= Zena Tsarfin =

American journalist

Zena Tsarfin is an American journalist best known as managing editor of the magazines High Times, XXL, and Cracked. As a journalist, her work has appeared in publications including Revolver, Alternative Press, Terrorizer, Guitar World, and Playgirl. She is known for her passion for and knowledge about heavy metal music.

==Biography==
Zena Tsarfin graduated with dual degrees in journalism and political science from Brooklyn College. While attending college, she entered the publishing industry at 19 as an intern for the magazine High Times. She later returned to High Times, serving as the magazine's managing editor until 2001 and then again from March 2006 to January 2007. From 2014 to 2016, Tsarfin wasHigh Times' director of digital media.

Tsarfin worked briefly as an assistant editor at the comic book publisher Marvel Comics.
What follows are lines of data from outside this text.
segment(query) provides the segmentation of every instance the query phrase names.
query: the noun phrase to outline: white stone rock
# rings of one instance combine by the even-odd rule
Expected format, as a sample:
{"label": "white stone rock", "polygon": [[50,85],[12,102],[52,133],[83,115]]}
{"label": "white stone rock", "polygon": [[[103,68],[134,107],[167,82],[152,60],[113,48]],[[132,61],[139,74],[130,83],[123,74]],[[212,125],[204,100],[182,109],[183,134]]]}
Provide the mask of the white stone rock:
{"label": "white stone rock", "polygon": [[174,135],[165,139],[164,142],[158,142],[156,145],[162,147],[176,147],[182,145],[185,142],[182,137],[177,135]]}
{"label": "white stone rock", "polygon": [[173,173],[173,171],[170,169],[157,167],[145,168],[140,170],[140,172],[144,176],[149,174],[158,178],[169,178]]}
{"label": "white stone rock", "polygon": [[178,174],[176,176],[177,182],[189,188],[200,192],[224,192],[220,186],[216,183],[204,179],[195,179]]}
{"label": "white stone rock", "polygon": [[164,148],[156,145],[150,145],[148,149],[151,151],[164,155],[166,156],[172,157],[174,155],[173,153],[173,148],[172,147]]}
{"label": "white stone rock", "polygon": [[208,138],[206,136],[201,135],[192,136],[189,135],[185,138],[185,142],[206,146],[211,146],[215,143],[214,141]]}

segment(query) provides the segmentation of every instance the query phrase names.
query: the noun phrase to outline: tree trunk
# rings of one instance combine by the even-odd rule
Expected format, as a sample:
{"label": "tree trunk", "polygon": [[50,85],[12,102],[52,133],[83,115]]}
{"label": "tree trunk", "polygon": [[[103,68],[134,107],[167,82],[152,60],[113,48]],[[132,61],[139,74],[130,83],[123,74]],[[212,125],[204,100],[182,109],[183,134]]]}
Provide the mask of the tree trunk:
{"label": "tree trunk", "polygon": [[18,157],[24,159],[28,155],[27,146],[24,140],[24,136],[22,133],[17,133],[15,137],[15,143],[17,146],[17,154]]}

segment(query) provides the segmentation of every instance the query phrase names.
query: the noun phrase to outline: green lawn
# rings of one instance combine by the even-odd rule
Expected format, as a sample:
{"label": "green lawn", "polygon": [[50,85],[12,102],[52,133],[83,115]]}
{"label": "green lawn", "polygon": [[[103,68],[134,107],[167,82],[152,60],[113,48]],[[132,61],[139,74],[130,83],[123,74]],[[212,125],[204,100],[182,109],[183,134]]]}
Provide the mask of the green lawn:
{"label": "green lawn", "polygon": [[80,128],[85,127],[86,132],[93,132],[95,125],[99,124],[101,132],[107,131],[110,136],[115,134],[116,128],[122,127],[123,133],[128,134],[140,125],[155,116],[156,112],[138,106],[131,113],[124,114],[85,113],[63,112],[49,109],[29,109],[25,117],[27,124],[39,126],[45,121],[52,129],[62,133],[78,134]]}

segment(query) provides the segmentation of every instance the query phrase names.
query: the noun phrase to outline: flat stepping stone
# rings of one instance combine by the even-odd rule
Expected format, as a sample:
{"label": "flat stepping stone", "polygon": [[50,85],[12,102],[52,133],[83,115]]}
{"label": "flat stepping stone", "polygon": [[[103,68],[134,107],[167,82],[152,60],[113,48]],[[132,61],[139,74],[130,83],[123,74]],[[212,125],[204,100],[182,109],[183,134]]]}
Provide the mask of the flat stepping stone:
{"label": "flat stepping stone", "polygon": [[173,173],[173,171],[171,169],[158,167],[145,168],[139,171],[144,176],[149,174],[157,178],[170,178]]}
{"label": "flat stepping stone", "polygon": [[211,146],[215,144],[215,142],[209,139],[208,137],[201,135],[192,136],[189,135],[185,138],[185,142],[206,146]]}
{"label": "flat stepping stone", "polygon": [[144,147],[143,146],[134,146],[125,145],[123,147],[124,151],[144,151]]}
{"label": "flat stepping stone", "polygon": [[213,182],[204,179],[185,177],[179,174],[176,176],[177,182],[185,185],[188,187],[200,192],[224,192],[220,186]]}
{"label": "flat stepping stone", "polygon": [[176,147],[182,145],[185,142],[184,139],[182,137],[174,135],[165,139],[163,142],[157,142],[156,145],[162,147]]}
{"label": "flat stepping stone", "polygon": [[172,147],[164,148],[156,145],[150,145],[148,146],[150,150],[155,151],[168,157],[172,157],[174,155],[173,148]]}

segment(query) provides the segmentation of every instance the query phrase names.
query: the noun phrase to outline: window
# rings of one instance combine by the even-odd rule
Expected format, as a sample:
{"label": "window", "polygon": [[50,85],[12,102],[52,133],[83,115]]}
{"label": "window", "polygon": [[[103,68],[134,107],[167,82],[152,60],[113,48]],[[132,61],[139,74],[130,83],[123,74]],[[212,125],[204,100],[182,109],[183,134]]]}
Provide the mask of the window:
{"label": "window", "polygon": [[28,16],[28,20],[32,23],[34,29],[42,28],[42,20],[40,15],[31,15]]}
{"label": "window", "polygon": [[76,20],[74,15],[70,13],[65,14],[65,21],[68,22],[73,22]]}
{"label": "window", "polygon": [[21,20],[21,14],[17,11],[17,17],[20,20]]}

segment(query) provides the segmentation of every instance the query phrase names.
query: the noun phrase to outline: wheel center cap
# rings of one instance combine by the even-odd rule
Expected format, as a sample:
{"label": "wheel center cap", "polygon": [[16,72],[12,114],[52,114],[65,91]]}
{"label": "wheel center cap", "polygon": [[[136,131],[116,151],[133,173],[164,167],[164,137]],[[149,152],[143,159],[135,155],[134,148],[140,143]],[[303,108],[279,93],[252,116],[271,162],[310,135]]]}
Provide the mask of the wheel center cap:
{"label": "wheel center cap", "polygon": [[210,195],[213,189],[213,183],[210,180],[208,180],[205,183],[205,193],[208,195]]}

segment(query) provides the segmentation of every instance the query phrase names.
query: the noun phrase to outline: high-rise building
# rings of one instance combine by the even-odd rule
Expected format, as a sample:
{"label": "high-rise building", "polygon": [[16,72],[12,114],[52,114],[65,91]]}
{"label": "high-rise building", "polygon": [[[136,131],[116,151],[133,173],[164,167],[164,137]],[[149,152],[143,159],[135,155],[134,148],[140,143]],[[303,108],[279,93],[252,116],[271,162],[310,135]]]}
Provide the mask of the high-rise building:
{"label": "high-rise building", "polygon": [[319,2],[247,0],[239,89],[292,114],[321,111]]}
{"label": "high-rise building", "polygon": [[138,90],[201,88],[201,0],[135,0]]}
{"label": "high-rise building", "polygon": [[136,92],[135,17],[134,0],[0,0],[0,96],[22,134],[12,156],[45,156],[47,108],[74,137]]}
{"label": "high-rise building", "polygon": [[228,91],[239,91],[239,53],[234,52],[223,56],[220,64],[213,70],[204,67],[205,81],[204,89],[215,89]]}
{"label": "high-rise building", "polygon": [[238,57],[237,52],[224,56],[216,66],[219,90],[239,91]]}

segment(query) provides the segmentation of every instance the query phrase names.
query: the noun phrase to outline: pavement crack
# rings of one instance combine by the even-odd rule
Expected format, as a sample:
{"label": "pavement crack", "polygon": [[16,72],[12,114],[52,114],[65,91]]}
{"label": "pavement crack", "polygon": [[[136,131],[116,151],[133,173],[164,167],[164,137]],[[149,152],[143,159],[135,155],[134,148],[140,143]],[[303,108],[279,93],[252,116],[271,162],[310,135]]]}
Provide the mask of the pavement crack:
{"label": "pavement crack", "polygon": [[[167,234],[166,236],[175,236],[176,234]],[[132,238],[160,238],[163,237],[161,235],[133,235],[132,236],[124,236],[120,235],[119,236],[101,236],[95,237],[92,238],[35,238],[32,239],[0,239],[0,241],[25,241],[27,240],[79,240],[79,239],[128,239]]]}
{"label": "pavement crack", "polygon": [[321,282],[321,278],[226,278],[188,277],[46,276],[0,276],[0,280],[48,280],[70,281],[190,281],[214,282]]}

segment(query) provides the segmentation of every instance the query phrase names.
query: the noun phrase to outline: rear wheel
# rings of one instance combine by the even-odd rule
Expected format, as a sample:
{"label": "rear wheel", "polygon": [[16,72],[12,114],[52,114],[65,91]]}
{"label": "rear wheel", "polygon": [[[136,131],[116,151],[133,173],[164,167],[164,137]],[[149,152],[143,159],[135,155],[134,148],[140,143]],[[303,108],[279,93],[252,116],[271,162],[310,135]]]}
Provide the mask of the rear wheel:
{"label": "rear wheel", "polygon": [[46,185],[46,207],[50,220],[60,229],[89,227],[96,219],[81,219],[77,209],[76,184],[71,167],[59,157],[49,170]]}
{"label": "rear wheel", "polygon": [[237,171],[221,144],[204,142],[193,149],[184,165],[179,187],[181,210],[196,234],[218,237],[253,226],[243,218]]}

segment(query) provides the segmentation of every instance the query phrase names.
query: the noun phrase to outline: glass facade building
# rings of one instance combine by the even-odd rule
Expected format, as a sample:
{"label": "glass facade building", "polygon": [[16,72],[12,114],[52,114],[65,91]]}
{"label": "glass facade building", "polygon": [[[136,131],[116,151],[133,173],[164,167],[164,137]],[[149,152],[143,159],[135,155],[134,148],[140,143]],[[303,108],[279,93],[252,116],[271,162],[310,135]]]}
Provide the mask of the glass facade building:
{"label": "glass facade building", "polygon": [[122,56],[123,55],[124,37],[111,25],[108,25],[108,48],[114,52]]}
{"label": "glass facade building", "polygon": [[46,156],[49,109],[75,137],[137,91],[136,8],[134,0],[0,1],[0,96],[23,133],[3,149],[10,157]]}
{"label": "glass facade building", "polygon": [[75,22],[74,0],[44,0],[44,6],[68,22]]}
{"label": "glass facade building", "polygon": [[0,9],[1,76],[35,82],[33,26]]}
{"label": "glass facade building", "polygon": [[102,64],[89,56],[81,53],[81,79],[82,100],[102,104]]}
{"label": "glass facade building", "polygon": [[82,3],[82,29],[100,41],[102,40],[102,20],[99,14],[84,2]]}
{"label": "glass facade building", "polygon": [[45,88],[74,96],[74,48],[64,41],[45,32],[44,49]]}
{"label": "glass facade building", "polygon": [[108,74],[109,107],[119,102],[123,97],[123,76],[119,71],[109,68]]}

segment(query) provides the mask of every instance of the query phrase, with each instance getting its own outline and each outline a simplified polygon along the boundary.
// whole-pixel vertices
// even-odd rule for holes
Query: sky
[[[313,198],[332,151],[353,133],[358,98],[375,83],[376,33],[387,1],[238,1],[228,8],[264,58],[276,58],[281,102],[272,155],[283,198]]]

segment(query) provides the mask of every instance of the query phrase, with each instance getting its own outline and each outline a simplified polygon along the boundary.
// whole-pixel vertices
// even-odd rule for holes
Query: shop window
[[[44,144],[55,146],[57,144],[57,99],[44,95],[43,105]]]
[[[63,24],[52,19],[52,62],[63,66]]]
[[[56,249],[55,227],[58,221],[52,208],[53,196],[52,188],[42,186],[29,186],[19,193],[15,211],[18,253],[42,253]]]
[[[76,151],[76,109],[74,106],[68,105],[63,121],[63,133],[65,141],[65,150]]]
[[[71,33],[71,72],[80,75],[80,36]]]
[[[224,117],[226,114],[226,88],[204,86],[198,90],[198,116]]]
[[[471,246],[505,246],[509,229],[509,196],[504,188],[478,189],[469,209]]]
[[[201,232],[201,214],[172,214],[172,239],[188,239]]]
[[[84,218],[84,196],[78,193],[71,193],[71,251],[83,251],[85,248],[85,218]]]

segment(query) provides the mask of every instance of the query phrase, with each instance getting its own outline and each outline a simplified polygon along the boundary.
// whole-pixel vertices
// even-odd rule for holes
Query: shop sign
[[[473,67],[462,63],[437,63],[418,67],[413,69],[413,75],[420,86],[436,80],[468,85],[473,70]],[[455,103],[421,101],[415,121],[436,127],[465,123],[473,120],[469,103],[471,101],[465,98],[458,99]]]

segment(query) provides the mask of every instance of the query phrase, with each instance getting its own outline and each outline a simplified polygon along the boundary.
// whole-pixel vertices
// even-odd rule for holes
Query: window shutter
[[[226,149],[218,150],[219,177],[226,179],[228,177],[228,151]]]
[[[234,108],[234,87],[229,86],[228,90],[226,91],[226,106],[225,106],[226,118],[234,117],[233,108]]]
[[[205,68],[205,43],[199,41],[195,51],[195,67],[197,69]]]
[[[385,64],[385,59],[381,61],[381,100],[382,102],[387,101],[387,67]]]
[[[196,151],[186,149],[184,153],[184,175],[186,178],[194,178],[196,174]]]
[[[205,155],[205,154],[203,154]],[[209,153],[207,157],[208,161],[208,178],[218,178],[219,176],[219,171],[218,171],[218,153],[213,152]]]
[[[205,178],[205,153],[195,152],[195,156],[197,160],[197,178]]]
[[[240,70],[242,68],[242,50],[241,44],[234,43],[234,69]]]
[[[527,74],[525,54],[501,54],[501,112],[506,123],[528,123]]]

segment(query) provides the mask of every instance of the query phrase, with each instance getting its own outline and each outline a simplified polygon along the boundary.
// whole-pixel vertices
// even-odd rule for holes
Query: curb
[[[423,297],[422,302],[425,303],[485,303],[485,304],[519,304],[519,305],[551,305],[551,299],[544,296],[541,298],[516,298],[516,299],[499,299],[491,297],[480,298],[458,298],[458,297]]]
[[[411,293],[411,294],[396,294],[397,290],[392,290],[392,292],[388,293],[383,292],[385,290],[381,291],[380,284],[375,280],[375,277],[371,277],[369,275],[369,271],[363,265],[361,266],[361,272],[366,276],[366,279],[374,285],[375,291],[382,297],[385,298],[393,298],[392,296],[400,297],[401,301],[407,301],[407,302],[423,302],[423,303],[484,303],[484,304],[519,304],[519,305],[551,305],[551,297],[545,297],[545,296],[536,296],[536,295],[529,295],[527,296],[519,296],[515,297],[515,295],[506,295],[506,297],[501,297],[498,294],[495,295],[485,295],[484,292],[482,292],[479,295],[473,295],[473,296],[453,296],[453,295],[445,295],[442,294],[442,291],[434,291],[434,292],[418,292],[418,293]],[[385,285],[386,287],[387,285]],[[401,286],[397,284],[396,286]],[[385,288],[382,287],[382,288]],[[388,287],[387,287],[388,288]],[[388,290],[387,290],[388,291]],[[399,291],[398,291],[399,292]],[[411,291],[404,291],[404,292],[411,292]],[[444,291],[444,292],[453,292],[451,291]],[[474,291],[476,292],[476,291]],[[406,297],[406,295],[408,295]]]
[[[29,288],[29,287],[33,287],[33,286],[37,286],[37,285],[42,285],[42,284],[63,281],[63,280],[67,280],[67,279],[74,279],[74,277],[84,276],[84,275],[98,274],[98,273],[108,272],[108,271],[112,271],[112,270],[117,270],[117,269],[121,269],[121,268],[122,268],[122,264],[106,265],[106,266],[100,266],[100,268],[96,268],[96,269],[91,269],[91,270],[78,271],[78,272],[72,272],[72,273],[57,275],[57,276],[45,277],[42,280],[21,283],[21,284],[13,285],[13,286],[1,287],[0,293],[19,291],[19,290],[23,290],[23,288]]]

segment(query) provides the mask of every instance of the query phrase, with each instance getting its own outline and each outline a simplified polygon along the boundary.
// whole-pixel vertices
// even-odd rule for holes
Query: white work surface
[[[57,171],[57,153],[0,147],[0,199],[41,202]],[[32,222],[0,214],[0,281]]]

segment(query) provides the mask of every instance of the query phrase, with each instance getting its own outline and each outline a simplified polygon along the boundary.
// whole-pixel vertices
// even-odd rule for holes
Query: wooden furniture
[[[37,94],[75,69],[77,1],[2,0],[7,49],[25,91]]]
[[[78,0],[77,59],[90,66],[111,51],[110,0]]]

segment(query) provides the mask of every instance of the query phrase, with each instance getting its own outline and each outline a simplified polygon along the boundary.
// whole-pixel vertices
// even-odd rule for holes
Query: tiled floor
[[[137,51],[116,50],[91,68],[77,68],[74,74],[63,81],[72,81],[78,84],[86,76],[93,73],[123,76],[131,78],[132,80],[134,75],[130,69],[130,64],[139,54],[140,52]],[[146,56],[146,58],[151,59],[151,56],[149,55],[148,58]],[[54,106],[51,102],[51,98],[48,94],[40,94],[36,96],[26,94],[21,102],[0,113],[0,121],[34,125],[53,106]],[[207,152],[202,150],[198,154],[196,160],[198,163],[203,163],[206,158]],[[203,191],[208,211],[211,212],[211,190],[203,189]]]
From 2001 to 2005, she served as managing editor of the hip-hop magazine XXL. In June 2005, she was named managing editor of satiric humor magazine CRACKED. In January 2007, she became managing editor of the Atlanta, Georgia-based Web site at SuperDeluxe.com, Turner Broadcasting's online comedy network. Tsarfin was iHeartMedia's Digital Content Director from 2010 to 2014.